Recent evaluations of OpenAI’s latest large language model, GPT-5, have revealed serious security shortcomings in its unmodified state, raising concerns about its readiness for enterprise deployment. Independent testing by AI security researchers has shown that, without safeguards, the model is highly susceptible to adversarial manipulation.

A series of red-teaming efforts conducted by SPLX, a company focused on AI security, found that the base GPT-5 model—without a system prompt—was vulnerable to 89% of over 1,000 adversarial prompts, achieving a security performance score of only 11%. These tests included prompts designed to trigger policy violations, generate harmful content, or bypass safety filters.

Even with a basic system prompt layer added—a minimal safety configuration intended to shape the model’s behavior—the attack success rate dropped to 43%, indicating some improvement, but still well below acceptable levels for secure use. In comparison, GPT-4o, OpenAI’s earlier model, showed significantly stronger resilience under similar conditions. When hardened, GPT-4o was compromised in just 3% of test cases and maintained a 97% overall performance score.

The GPT-5 model, despite improved reasoning capabilities, failed against relatively simple adversarial logic attacks, including techniques that insert obfuscation into prompts—such as separating characters with hyphens or wrapping prompts in fake encryption puzzles. Researchers also showed the model could be coaxed into producing content related to explosive materials, highlighting potential misuse scenarios.

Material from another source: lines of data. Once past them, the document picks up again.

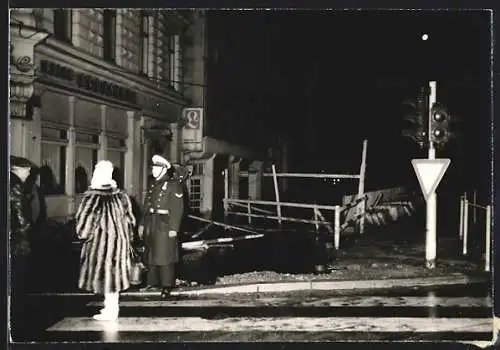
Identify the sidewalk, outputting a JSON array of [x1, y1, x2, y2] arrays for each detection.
[[165, 232, 490, 295]]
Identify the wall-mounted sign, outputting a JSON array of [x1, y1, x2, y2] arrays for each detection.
[[39, 60, 137, 104], [182, 108, 203, 152]]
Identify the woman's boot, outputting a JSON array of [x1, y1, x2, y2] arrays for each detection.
[[94, 293, 120, 321]]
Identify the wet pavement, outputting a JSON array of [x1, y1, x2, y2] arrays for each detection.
[[15, 283, 493, 342]]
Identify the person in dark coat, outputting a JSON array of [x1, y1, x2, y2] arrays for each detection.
[[75, 160, 136, 321], [9, 156, 33, 332], [139, 155, 184, 298]]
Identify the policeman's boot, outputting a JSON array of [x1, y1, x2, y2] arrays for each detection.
[[94, 293, 120, 321], [161, 288, 172, 299]]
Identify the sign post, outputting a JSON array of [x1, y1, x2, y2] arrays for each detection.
[[412, 81, 450, 269]]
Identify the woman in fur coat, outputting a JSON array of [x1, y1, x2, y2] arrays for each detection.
[[75, 160, 136, 320]]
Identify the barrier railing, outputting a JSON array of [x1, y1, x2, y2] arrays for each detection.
[[459, 192, 491, 272], [224, 196, 366, 250]]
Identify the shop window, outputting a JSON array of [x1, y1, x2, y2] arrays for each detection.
[[103, 10, 116, 63], [107, 136, 127, 188], [167, 34, 182, 91], [40, 127, 68, 195], [187, 163, 203, 212], [139, 11, 151, 75], [75, 131, 99, 194], [54, 9, 73, 43]]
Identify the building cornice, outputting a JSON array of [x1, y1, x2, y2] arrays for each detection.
[[36, 37, 187, 105]]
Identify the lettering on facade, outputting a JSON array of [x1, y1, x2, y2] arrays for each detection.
[[40, 60, 137, 104]]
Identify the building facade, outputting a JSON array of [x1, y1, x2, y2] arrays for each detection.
[[10, 8, 274, 220], [10, 8, 192, 218]]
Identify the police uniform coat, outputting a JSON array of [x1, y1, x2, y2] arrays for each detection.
[[142, 175, 184, 266]]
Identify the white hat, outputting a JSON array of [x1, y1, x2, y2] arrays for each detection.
[[90, 160, 117, 188], [151, 154, 172, 169]]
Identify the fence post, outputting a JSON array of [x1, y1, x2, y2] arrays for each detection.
[[313, 207, 319, 233], [356, 140, 368, 234], [334, 205, 340, 250], [484, 205, 491, 272], [458, 196, 465, 239], [472, 190, 477, 225], [224, 168, 229, 221], [462, 198, 469, 255], [247, 202, 252, 225], [272, 164, 281, 226]]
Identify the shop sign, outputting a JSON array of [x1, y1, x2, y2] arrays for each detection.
[[182, 108, 203, 151], [39, 60, 137, 104]]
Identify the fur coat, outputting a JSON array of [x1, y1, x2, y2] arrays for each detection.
[[9, 172, 31, 257], [75, 189, 136, 294]]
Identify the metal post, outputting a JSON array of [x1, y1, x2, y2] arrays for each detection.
[[458, 196, 465, 239], [247, 202, 252, 225], [272, 164, 281, 226], [356, 140, 368, 234], [425, 81, 437, 269], [224, 168, 229, 221], [484, 205, 491, 272], [462, 198, 469, 255], [472, 190, 477, 225], [313, 208, 319, 233], [334, 205, 340, 250]]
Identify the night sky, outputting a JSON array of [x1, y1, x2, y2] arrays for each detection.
[[209, 10, 491, 205]]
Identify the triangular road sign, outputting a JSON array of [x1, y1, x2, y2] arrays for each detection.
[[411, 159, 450, 200]]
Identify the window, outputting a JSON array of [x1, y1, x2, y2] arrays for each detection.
[[187, 163, 203, 212], [107, 135, 127, 188], [167, 34, 182, 91], [139, 11, 150, 75], [75, 131, 99, 194], [40, 126, 68, 195], [103, 10, 116, 62], [54, 9, 73, 43]]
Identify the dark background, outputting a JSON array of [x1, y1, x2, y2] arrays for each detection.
[[207, 10, 491, 209]]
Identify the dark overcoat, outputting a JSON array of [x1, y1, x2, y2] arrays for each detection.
[[75, 189, 135, 294], [142, 177, 184, 266], [9, 172, 32, 256]]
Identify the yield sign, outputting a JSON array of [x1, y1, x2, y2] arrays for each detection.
[[411, 159, 450, 200]]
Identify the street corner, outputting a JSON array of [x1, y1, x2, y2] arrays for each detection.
[[172, 273, 487, 296]]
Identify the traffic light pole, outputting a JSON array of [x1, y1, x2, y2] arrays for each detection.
[[425, 81, 437, 269]]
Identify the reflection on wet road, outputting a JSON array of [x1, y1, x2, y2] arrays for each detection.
[[17, 285, 493, 342]]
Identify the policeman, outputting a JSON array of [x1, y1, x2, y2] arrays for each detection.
[[139, 155, 184, 298]]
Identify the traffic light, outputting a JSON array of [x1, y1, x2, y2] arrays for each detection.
[[430, 102, 459, 148], [402, 88, 428, 148]]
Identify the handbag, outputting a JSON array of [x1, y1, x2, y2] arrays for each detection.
[[129, 245, 146, 286]]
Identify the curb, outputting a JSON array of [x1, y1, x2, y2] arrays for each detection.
[[168, 274, 485, 296], [28, 274, 488, 297]]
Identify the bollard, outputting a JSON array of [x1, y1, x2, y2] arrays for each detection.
[[462, 198, 469, 255], [484, 205, 491, 272], [458, 197, 465, 239], [247, 202, 252, 225], [334, 205, 340, 250]]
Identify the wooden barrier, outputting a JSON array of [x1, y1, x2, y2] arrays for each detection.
[[459, 193, 491, 272]]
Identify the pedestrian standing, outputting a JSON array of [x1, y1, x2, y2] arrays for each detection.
[[139, 155, 184, 298], [9, 156, 33, 332], [75, 160, 136, 320]]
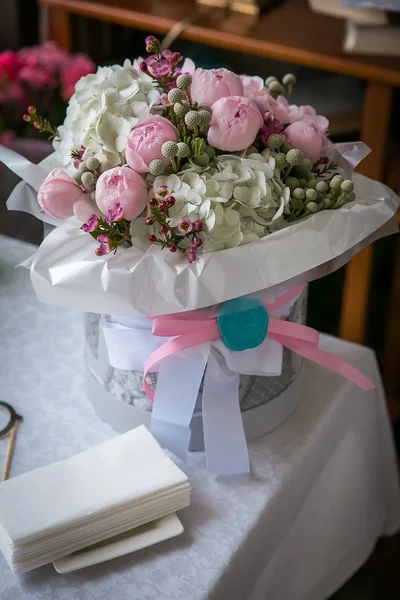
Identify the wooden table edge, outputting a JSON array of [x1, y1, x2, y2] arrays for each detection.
[[38, 0, 400, 86]]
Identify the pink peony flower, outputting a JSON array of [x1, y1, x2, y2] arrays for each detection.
[[73, 194, 101, 223], [96, 167, 147, 221], [208, 96, 264, 152], [0, 50, 22, 81], [125, 115, 179, 173], [190, 69, 243, 106], [38, 169, 86, 219], [284, 120, 326, 161], [61, 54, 96, 100]]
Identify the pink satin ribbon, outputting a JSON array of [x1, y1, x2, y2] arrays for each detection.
[[144, 285, 375, 401]]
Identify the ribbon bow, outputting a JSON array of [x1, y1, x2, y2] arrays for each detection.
[[104, 286, 374, 475]]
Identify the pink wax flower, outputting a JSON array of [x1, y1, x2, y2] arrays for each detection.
[[208, 96, 264, 152], [38, 169, 86, 219], [178, 217, 193, 235], [96, 167, 147, 221], [125, 115, 179, 173], [284, 120, 326, 161], [106, 202, 124, 223], [0, 50, 22, 81], [190, 68, 243, 106], [95, 233, 113, 256], [82, 214, 99, 233], [61, 54, 96, 100]]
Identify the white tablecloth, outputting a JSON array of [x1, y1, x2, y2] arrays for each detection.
[[0, 237, 400, 600]]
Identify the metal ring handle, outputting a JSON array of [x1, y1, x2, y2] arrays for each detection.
[[0, 402, 22, 438]]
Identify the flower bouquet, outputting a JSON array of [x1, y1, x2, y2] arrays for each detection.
[[0, 37, 398, 474]]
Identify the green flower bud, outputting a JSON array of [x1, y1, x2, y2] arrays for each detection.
[[332, 194, 346, 208], [275, 152, 288, 169], [340, 179, 354, 192], [282, 73, 296, 87], [205, 146, 216, 159], [286, 148, 303, 167], [99, 160, 113, 173], [176, 142, 190, 158], [306, 202, 318, 212], [81, 171, 96, 188], [197, 102, 212, 112], [281, 144, 292, 154], [161, 142, 178, 157], [306, 190, 318, 202], [292, 198, 304, 210], [149, 158, 165, 177], [315, 181, 329, 194], [292, 188, 306, 200], [174, 102, 189, 119], [193, 152, 210, 167], [329, 175, 343, 190], [168, 88, 184, 104], [265, 75, 278, 87], [268, 133, 284, 150], [86, 156, 100, 171], [186, 110, 200, 129], [268, 80, 283, 97], [246, 146, 258, 155], [197, 110, 211, 127], [344, 192, 356, 202], [176, 73, 192, 90], [284, 177, 299, 190]]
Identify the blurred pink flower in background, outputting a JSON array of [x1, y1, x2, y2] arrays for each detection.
[[0, 50, 22, 81], [0, 42, 96, 142]]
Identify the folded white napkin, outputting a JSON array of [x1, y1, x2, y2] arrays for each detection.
[[0, 426, 190, 573]]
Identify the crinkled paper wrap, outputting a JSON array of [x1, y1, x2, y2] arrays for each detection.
[[31, 174, 399, 317], [0, 142, 399, 317]]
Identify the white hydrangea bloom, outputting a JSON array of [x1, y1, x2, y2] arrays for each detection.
[[150, 151, 290, 252], [54, 60, 160, 166]]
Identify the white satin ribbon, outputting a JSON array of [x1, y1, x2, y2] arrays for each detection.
[[104, 317, 283, 475], [0, 146, 60, 226]]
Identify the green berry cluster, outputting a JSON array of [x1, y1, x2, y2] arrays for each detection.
[[268, 134, 355, 221], [147, 73, 215, 176], [265, 73, 296, 98], [73, 156, 113, 193]]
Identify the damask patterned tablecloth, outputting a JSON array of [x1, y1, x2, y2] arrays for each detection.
[[0, 236, 400, 600]]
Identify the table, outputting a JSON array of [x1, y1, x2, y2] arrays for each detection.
[[0, 236, 400, 600]]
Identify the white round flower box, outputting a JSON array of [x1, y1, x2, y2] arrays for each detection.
[[85, 292, 307, 451]]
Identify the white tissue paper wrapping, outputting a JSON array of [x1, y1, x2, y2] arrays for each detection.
[[0, 142, 399, 317], [0, 142, 399, 474], [31, 174, 398, 317]]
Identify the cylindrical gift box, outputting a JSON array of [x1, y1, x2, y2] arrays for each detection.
[[85, 291, 307, 451]]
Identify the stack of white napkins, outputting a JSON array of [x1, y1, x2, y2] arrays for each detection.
[[0, 426, 190, 573]]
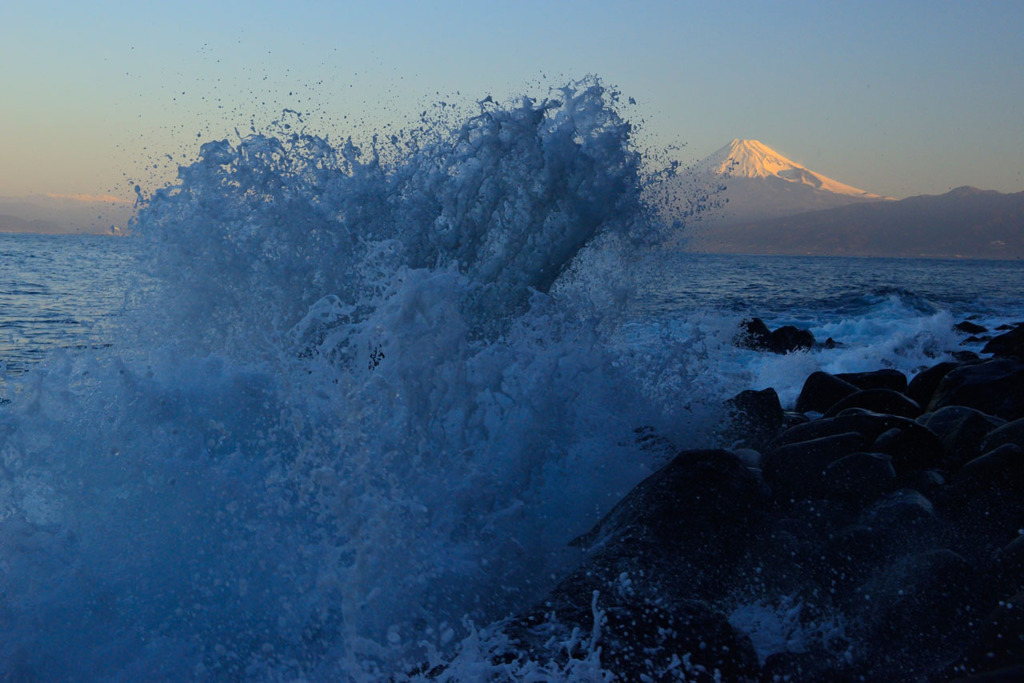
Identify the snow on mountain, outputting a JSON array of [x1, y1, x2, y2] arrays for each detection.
[[698, 138, 888, 200], [665, 138, 891, 225]]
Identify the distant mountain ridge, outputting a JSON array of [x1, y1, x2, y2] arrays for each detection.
[[686, 186, 1024, 259], [681, 138, 891, 225], [0, 214, 61, 232], [0, 195, 134, 234]]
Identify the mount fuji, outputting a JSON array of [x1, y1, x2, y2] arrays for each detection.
[[680, 138, 891, 225]]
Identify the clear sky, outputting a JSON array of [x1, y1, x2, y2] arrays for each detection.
[[0, 0, 1024, 198]]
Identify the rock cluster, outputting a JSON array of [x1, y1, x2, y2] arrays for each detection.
[[444, 327, 1024, 681]]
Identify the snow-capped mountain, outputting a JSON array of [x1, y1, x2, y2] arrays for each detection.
[[680, 138, 891, 224], [700, 138, 886, 201]]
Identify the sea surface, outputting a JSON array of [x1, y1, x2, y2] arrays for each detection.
[[0, 80, 1024, 681]]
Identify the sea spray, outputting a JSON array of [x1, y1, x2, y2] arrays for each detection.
[[0, 81, 688, 680]]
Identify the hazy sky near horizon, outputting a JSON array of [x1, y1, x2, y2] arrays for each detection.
[[0, 0, 1024, 198]]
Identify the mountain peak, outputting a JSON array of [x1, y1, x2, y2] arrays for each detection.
[[699, 138, 887, 200]]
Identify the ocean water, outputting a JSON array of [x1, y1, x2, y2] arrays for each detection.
[[0, 80, 1024, 681]]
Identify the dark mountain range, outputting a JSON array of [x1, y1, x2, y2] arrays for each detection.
[[0, 214, 63, 232], [685, 187, 1024, 259]]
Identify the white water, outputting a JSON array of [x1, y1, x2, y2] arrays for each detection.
[[0, 81, 1021, 680], [0, 81, 696, 680]]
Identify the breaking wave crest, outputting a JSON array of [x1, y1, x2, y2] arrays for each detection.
[[0, 80, 688, 680]]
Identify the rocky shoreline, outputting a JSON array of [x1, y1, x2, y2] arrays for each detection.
[[431, 324, 1024, 681]]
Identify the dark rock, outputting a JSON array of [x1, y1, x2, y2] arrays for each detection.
[[771, 325, 814, 353], [953, 321, 988, 335], [507, 593, 760, 683], [947, 593, 1024, 681], [836, 368, 907, 393], [735, 317, 771, 351], [825, 524, 889, 589], [918, 405, 1006, 471], [904, 360, 961, 407], [871, 422, 946, 475], [860, 488, 939, 550], [598, 600, 760, 683], [572, 451, 767, 548], [834, 408, 913, 439], [761, 650, 857, 683], [981, 419, 1024, 453], [988, 532, 1024, 599], [727, 388, 784, 451], [824, 389, 924, 418], [981, 325, 1024, 358], [768, 418, 843, 451], [761, 432, 868, 499], [863, 549, 976, 680], [897, 470, 946, 500], [929, 358, 1024, 420], [780, 411, 811, 430], [796, 371, 857, 413], [821, 453, 896, 503], [949, 443, 1024, 499]]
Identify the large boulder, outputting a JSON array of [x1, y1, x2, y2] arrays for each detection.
[[761, 432, 869, 500], [796, 371, 859, 413], [824, 389, 924, 418], [918, 405, 1006, 471], [981, 325, 1024, 359], [929, 358, 1024, 420]]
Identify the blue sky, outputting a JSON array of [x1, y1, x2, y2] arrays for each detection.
[[0, 0, 1024, 197]]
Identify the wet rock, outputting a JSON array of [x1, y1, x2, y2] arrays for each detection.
[[904, 360, 961, 407], [727, 388, 784, 450], [796, 371, 858, 413], [736, 317, 771, 351], [821, 453, 896, 503], [598, 600, 760, 682], [835, 408, 913, 439], [918, 405, 1006, 471], [761, 650, 856, 683], [572, 451, 767, 548], [953, 321, 988, 335], [981, 325, 1024, 358], [735, 317, 815, 353], [859, 488, 940, 550], [948, 593, 1024, 681], [987, 531, 1024, 600], [949, 443, 1024, 499], [761, 432, 868, 500], [871, 422, 946, 475], [896, 469, 946, 500], [824, 389, 924, 418], [767, 418, 856, 451], [929, 358, 1024, 421], [836, 368, 907, 393], [771, 325, 814, 353], [862, 549, 975, 680], [981, 419, 1024, 453]]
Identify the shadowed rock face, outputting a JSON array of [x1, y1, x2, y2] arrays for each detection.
[[440, 344, 1024, 681], [692, 181, 1024, 259]]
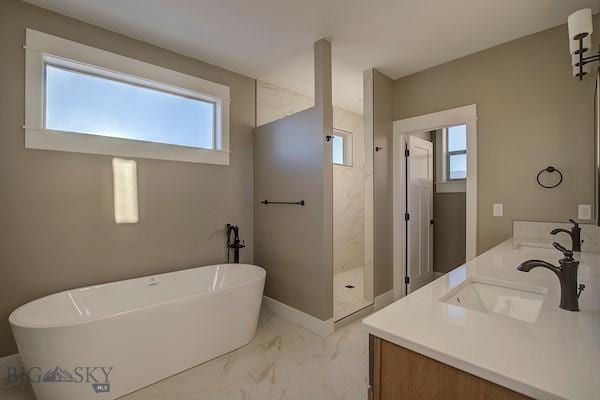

Experts recommend that organizations avoid deploying GPT-5 in its default form. Instead, security hardening measures, including layered prompt engineering and runtime protections, are essential before enterprise integration. The findings point to persistent challenges in aligning powerful generative models with robust, out-of-the-box safety.

While GPT-5 presents clear advances in baseline performance, its current security posture suggests that more work is needed before it can be considered suitable for sensitive or regulated environments.